Last Thanksgiving

We went home to Kentucky for Thanksgiving. I boarded the flight and carried on a funk. It sat by my feet and never left my sight. I wrote two blogs trying to process and shake it. Neither encouraged me enough to share, so I didn’t figure they’d encourage anyone else either. We had a great time with family, celebrating what God had done over the last year. The company and the scenic view were a breath of fresh air. Yet my funk still sat there on the nightstand in my rented room. I kept coming back to it like the inflammation in my eyes that just won’t go away.

I’ve struggled over the last little bit to hold tight to any dream. I know I’ve heard encouragement from heaven to do so, but the admonishment just keeps slipping through my fingers. I can’t seem to find anything concrete about mine to hang on to. I’ve been holding them up to the Word; rolling them around in the light of it and looking for holes. The shadows of it all have been unnerving and scary. Every night, it brings me back to the same funk…waiting for me, confusing me, and weighing me down.

Then this morning on the way out of town, God reminded me of all the seasons I’d spent here. The season in high school: unsure, full of dreams, but apprehensive. The season before I married, after I’d married, and after a bad church employment. All of those seasons were full of both desperate prayers and answered prayers. I heard the Holy Spirit whisper, “I’m still the God that answers prayers.” I remember that God has always come through. He always did the impossible in my life. As we passed Lake Cumberland, lower than I’ve ever seen it, I heard the Holy Spirit say, “Just like the lake: you will rise again in due season.”

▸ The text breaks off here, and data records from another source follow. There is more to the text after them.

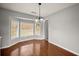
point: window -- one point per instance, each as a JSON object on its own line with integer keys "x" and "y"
{"x": 14, "y": 29}
{"x": 37, "y": 28}
{"x": 26, "y": 29}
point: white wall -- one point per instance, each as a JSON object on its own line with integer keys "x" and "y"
{"x": 5, "y": 17}
{"x": 64, "y": 28}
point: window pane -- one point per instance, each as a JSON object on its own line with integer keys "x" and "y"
{"x": 26, "y": 29}
{"x": 37, "y": 28}
{"x": 14, "y": 29}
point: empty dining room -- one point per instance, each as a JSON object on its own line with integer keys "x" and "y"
{"x": 39, "y": 29}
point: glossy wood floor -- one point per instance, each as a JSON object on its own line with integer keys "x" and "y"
{"x": 35, "y": 48}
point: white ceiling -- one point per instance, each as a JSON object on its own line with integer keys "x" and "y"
{"x": 32, "y": 8}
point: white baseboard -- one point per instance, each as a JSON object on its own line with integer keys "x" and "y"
{"x": 63, "y": 48}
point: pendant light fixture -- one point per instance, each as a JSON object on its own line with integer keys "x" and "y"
{"x": 39, "y": 11}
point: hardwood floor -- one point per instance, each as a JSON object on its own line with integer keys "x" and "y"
{"x": 35, "y": 48}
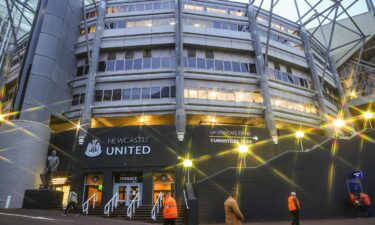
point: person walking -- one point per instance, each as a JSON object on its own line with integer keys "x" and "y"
{"x": 233, "y": 215}
{"x": 169, "y": 210}
{"x": 294, "y": 207}
{"x": 366, "y": 201}
{"x": 72, "y": 201}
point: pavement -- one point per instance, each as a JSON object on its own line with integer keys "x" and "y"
{"x": 54, "y": 217}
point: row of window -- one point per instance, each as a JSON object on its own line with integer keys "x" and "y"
{"x": 214, "y": 9}
{"x": 123, "y": 8}
{"x": 291, "y": 79}
{"x": 222, "y": 95}
{"x": 221, "y": 65}
{"x": 293, "y": 105}
{"x": 216, "y": 25}
{"x": 120, "y": 24}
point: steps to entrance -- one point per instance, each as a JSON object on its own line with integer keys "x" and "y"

Everywhere I look is an answered prayer; proof of a God that listens. Everywhere I look I see a history that proves it. I see Him on every page of my life. He is still the God that answers prayers. This I know, because my life is a testimony of it. This morning, I am so very thankful for it. So, I bagged up the funk and sent it to the trash bin by the road as we packed up. I boarded the flight home a little lighter. I landed in Florida…thankful. I will stand on the promises of the Savior that bled for me, I will keep my testimony near, and by both I know that I will overcome. He’s done it before, and He will do it again.